Admittedly, she sometimes lingered at the scene of a crime a little too long, just for a chance to fight. Even though he was a spandex-wearing freak, he fought like no other, moved with grace and skill. He challenged her. She loved to split into her two selves and fight him from two sides, dizzying him until he’d finally trip over his ridiculous cape.

Then her masters, the Keepers, took him—brainwashed him. The Keepers collected the super powered, and the Captain was just another beast in their menagerie. He became her comrade in crime. How she’d hated that. How could the Keepers make her work with someone so good? What were they thinking? Captain Phenomenal could never be a villain.

But after the Keepers put him in a cage, assaulting him day and night with their brainwashing devices, all remnants of good disappeared. They twisted his mind so he thought only of pleasing his masters.

Gemini hadn’t needed brainwashing. She’d always been a villain. The Keepers had only blackmailed her. They forced her into servitude for their evil conglomerate using information. She hated working for them, but rationalized it wasn’t so bad. She could tolerate it. She did what she loved—stealing—and sometimes she had a good fight with Captain Phenomenal.

After his mind belonged to the Keepers, they made Gemini and the Captain partners. He became General Sinister. She should have been happy. He did what she said without question. That was the problem.
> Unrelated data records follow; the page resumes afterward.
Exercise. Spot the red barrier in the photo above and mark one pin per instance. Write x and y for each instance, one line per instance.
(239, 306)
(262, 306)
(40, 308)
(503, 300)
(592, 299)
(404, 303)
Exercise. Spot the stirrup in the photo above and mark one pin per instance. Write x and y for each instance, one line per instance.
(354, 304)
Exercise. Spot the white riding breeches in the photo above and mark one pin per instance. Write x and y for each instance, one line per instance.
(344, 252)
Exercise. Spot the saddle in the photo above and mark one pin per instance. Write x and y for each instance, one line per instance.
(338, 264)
They went on mission after mission. General Sinister was ruthless. He stole for the Keepers. He killed for the Keepers. His fiery eyes turned onto the people he once saved, igniting and killing civilians without mercy. He was the perfect villain.

Or was he?

He had no passion for his crimes. A villain needed to love what they did, and General Sinister was a soulless puppet that only followed orders. He had no fight left in him.
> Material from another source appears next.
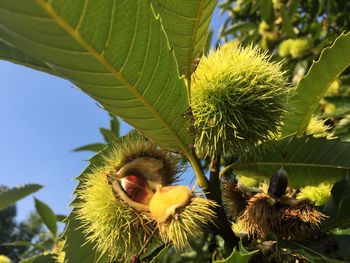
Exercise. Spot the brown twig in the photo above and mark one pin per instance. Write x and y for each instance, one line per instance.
(222, 225)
One night after they had taken a cargo ship, Gemini lost her patience. He had just killed six crewmembers and was throwing their bodies off the ship, chucking them as far as his super strength would allow. She pulled him away from the corpses and screamed, “What are you doing? This isn’t you!” Tears fell from her eyes. Why was she crying? Only idiots and weaklings cried, but she couldn’t stop herself. She fell to her knees and said, “Please! Wake up! I miss you!”

He looked at her, bewildered. Then he laughed.
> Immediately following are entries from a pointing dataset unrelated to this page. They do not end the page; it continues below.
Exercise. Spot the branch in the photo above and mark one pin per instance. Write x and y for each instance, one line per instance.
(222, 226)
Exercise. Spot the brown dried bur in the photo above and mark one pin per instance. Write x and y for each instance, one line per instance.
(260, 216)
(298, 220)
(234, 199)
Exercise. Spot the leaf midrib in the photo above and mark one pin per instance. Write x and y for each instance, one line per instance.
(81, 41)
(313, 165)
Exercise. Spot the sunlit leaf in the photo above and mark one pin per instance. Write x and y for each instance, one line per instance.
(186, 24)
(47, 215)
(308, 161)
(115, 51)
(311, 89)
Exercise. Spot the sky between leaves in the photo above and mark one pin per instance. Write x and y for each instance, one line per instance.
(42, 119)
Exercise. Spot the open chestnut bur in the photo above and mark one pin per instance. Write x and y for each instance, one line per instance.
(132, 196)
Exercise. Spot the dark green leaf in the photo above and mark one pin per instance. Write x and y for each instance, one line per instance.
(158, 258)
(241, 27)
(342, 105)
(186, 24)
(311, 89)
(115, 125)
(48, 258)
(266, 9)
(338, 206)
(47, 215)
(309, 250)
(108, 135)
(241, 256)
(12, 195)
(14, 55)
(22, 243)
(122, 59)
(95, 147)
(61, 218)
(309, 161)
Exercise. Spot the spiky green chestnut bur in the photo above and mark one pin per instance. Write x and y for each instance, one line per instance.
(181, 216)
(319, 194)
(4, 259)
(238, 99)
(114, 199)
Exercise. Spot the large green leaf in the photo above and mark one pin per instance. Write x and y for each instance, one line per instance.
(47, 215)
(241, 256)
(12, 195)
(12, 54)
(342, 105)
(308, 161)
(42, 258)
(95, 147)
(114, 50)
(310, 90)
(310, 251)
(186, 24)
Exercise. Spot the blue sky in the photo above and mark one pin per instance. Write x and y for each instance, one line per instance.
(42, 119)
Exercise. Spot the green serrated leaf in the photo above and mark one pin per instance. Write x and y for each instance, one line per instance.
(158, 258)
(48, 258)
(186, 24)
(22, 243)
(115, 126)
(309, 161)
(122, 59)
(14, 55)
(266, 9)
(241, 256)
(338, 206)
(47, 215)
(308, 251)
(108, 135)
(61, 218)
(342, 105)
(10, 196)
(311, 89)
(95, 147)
She stood and struck him across the face, leapt onto him, knocked him to the ground, and pummeled him with her fists. She split into her two selves and kicked him from every angle as he struggled to escape.

“Wake up!” she screamed. “You’re a hero! Fight me!”

He only recoiled from her, covering his face, pleading, “Please, we’re partners. The Keepers wouldn’t want this.”

She screamed, “You stand for justice! You’re good. I’m an evildoer. You’re not. Don’t you remember? ‘Justice will be served.’”

At these corny words, he fell silent. His face contorted in pain. He backed away from her slowly, shaking his head. Then he flew away.

For weeks she heard nothing from the Captain, and then Gemini heard from the other kept villains—Captain Phenomenal’s brainwashing had failed. He remembered who he was, and he knew far too much about the Keepers. He needed to be put down.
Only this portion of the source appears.